Chopra talks quite a bit about spirituality, and in fact says (not quite in these words) that the way of peace is a spiritual way at its heart. This was a bit challenging to my scientific, analytical mind, but I was able to feel comfortable with his mentions of spirituality because he does not dictate what this spirituality looks like. I felt free to interpret the meaning of the word “spiritual” in a way that is consistent with the way I understand the world around me. I wanted to mention this because if you decide to read Peace is the Way but do not think of yourself as a “spiritual” person, I do not want you to be turned off by his discussions that touch on spirituality. There is a lot to get out of this book no matter whether you are religious or not.

One of the best things about this book is that it is a unique and refreshing perspective, and one that you can act upon immediately, by yourself, as an individual human being. I am starting now on being a peacemaker, and as part of that I started this blog. As Chopra says, “the single best reason to become a peacemaker is that every other approach has failed.”

Chopra’s optimism and hope is persuasive and contagious, and I cannot more highly recommend that you read Peace is the Way for yourself, as I have only touched on his many important points in this post.


Maintaining hope

April 12, 2008

Deepak Chopra, in Peace Is the Way, is incredibly optimistic.

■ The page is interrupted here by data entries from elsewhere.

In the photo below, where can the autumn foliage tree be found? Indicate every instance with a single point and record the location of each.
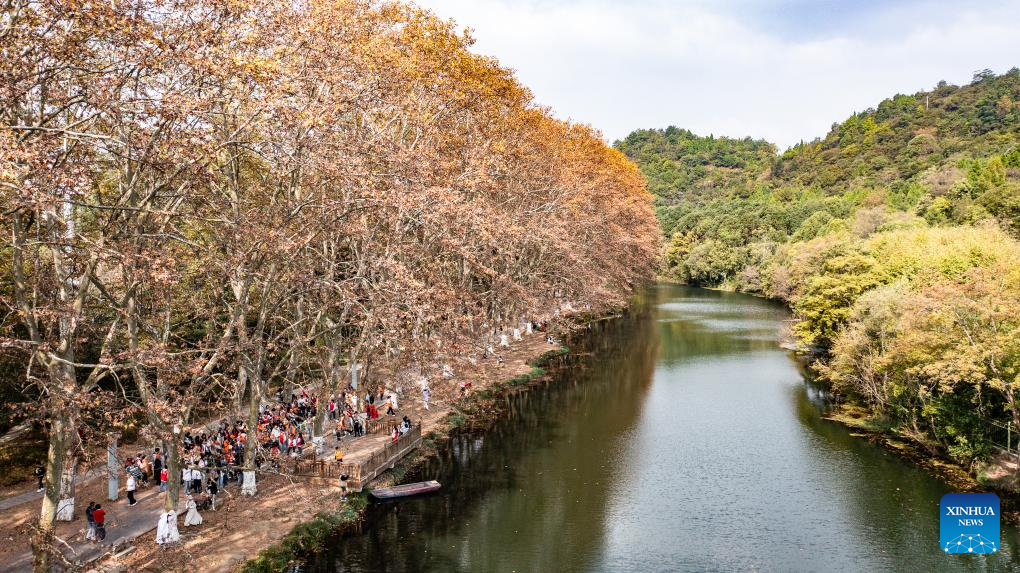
(210, 199)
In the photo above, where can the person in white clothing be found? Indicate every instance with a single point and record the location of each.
(132, 484)
(193, 517)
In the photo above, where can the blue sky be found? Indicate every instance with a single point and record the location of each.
(783, 70)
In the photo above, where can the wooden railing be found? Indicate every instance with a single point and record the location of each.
(360, 474)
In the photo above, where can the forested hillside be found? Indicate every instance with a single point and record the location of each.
(205, 202)
(894, 238)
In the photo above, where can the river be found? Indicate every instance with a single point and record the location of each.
(681, 437)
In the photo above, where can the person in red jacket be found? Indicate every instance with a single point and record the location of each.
(99, 516)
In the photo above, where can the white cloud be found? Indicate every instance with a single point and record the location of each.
(782, 71)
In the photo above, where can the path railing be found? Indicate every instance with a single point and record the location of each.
(361, 473)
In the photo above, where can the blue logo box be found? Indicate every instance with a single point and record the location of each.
(969, 523)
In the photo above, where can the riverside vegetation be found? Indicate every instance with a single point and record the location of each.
(894, 239)
(205, 202)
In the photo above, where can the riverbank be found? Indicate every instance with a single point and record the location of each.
(1000, 475)
(996, 476)
(466, 413)
(291, 515)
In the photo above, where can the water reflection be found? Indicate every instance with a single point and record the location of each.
(686, 440)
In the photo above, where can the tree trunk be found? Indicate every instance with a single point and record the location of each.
(172, 475)
(43, 539)
(65, 508)
(251, 447)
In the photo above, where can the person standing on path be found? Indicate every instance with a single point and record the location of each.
(90, 533)
(132, 484)
(41, 476)
(99, 516)
(157, 469)
(213, 489)
(193, 517)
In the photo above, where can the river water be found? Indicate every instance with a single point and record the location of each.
(681, 437)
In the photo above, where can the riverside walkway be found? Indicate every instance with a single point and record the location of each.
(365, 459)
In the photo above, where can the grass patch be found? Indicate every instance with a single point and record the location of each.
(307, 537)
(857, 417)
(548, 356)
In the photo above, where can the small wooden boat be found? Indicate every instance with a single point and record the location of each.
(405, 490)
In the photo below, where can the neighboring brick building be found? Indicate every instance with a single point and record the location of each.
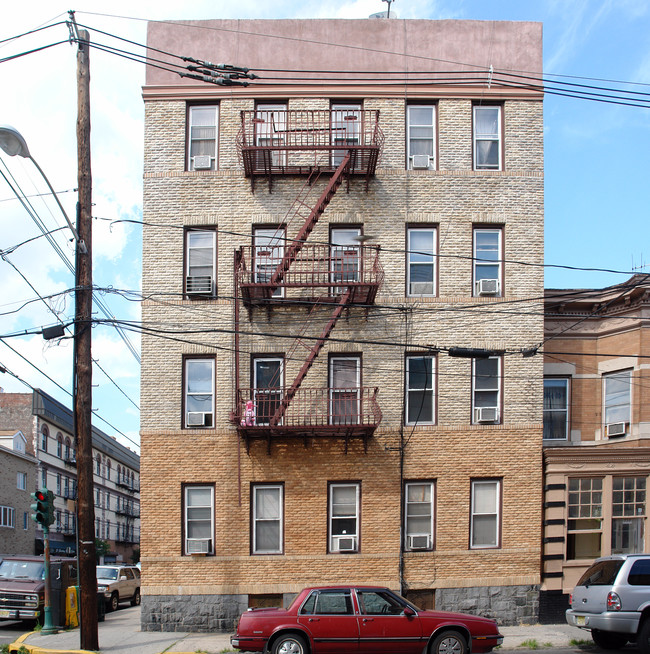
(49, 434)
(596, 431)
(17, 479)
(369, 454)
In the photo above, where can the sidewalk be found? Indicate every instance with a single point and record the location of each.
(120, 634)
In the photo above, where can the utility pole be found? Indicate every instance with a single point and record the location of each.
(83, 361)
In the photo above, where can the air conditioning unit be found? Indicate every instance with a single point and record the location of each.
(421, 288)
(345, 543)
(419, 542)
(615, 429)
(420, 161)
(198, 285)
(487, 286)
(486, 414)
(199, 419)
(202, 162)
(197, 545)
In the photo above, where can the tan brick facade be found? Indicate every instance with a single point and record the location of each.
(450, 453)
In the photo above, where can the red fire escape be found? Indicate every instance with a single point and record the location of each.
(286, 269)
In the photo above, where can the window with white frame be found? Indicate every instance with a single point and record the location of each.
(617, 399)
(585, 518)
(418, 514)
(267, 518)
(7, 517)
(202, 137)
(486, 390)
(488, 261)
(199, 520)
(420, 390)
(486, 519)
(422, 243)
(421, 129)
(200, 262)
(556, 408)
(344, 517)
(628, 515)
(488, 153)
(199, 393)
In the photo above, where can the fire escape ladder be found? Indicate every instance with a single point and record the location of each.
(296, 245)
(318, 346)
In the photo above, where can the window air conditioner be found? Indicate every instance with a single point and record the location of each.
(419, 541)
(198, 284)
(487, 286)
(202, 162)
(421, 288)
(197, 545)
(345, 543)
(486, 414)
(199, 419)
(615, 429)
(420, 161)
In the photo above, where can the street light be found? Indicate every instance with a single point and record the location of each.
(13, 143)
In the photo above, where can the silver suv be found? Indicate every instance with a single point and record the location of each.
(118, 583)
(612, 600)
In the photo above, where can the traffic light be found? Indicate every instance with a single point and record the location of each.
(43, 507)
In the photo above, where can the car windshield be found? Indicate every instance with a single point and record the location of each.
(106, 573)
(602, 573)
(22, 570)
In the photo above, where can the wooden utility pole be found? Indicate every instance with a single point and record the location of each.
(83, 361)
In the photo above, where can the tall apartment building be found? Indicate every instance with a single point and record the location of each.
(333, 386)
(596, 431)
(49, 436)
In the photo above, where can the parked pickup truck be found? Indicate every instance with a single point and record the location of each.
(22, 585)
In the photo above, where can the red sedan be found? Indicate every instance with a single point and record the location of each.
(363, 619)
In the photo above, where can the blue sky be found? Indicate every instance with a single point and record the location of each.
(596, 164)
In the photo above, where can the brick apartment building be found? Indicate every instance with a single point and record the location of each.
(596, 431)
(47, 426)
(318, 244)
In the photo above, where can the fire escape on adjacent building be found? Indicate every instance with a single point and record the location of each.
(283, 268)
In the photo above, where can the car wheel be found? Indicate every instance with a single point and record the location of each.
(609, 639)
(290, 644)
(448, 642)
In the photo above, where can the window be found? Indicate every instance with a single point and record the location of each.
(199, 519)
(421, 129)
(616, 393)
(556, 409)
(201, 262)
(485, 523)
(488, 266)
(628, 515)
(585, 513)
(7, 517)
(344, 517)
(268, 376)
(420, 390)
(267, 519)
(487, 137)
(202, 138)
(270, 130)
(418, 512)
(486, 390)
(345, 383)
(199, 393)
(421, 267)
(268, 252)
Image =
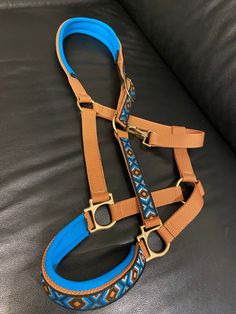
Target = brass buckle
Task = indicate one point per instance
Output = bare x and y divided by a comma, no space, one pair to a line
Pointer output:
92,211
126,89
144,236
81,108
143,135
178,183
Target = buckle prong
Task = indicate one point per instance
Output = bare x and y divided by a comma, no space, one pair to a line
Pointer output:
144,236
92,211
143,135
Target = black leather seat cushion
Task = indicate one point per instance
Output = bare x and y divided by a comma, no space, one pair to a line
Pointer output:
43,179
197,40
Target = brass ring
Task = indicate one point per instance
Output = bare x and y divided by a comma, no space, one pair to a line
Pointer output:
114,124
178,183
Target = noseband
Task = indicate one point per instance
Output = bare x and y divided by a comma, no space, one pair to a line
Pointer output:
109,287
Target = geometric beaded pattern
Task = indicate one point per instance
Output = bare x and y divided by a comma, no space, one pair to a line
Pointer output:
103,297
143,194
125,112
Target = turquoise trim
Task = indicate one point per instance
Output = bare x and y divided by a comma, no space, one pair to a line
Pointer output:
65,241
91,27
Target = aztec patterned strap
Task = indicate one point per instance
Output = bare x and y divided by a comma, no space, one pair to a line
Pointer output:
93,293
148,210
109,287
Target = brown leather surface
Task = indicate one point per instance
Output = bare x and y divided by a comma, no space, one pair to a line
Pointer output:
96,178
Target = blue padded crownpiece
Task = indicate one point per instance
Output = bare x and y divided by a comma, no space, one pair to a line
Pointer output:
69,237
91,27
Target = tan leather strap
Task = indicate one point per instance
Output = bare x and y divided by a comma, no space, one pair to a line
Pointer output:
182,159
160,135
96,178
130,206
184,215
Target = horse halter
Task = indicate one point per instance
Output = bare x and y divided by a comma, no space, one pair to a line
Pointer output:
109,287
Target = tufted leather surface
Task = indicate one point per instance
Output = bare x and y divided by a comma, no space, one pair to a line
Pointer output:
43,181
197,40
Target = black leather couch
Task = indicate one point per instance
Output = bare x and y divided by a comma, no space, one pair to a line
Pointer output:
182,58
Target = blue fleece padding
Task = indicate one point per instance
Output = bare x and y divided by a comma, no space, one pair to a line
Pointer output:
91,27
69,237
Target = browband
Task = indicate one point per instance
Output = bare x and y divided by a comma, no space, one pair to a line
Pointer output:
101,291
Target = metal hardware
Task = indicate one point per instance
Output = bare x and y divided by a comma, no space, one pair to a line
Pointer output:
126,88
81,108
92,210
114,124
144,236
178,183
144,135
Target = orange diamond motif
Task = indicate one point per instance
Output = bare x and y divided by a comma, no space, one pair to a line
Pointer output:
112,294
77,303
136,172
143,193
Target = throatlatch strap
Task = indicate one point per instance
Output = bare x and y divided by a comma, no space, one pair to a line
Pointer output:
96,178
109,287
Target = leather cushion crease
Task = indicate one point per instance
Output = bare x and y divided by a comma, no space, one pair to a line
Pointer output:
43,179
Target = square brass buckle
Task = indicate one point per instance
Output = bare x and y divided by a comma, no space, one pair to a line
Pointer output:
92,211
144,135
144,236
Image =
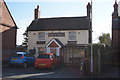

He believes that, first and foremost, the way of peace begins with each individual becoming a peacemaker:

All you are asked to do is to go within and dedicate yourself to peace… The single best reason to become a peacemaker is that every other approach has failed. No one knows what the critical mass must be before peace becomes the foundation of a new order; your duty and mine is to bring about change by personal transformation.

His words carry the conviction that a worldwide transformation to peace will come about (and can only come about) through a critical mass of people who each individually decide to follow the way of peace. This attitude is very convincing and very hopeful, and I believe in it. Most of the time. Sometimes, however, it is so hard to remain hopeful in the face of all the negative, violent things that you read about every day. For example, in the January issue of Ms. Magazine, there was an excerpt from the book My Life as a Traitor, by Zarah Ghahramani. The excerpt was about her experience being tortured, and it was awful to read. She describes ultimately giving the torturer what he wants and how she feels that she is betraying herself:

These are the tears you weep when you discover that your fear of peace is stronger than your convictions. These are the tears you cry when you hate yourself. Dear God, I’d always believed that I’d be so much stronger, that I’d resist and resist until death if need be. But it’s not true. It’s not true. I am not the person I hoped I would be.

Reading things like this dearly tests my hope. How can I maintain belief that peace is possible when there are people in the world who can treat other human beings with such cruelty? And when that cruelty breaks the one being tortured? I do not have a answer to this question. In this case, I think reading the entire book may be more hopeful than reading just this one excerpt. Zarah did eventually escape, after all. Regardless of whether this book is hopeful or not, though, I think it is important that these sorts of exposures exist. One way to maintain hope in the face of reading such awful things is to believe that other people who read it will experience sympathy and compassion for Zarah, understanding in a deep emotional level how terrible her treatment was. If people can have such feelings and allow themselves to be aware of them and listen to them, then there is hope. Ultimately, this does come back to Chopra’s words, and to the need for each person to choose the way of peace. I can hope that reading about the experiences of a young woman who was tortured may be the trigger that motivates some people to become peacemakers.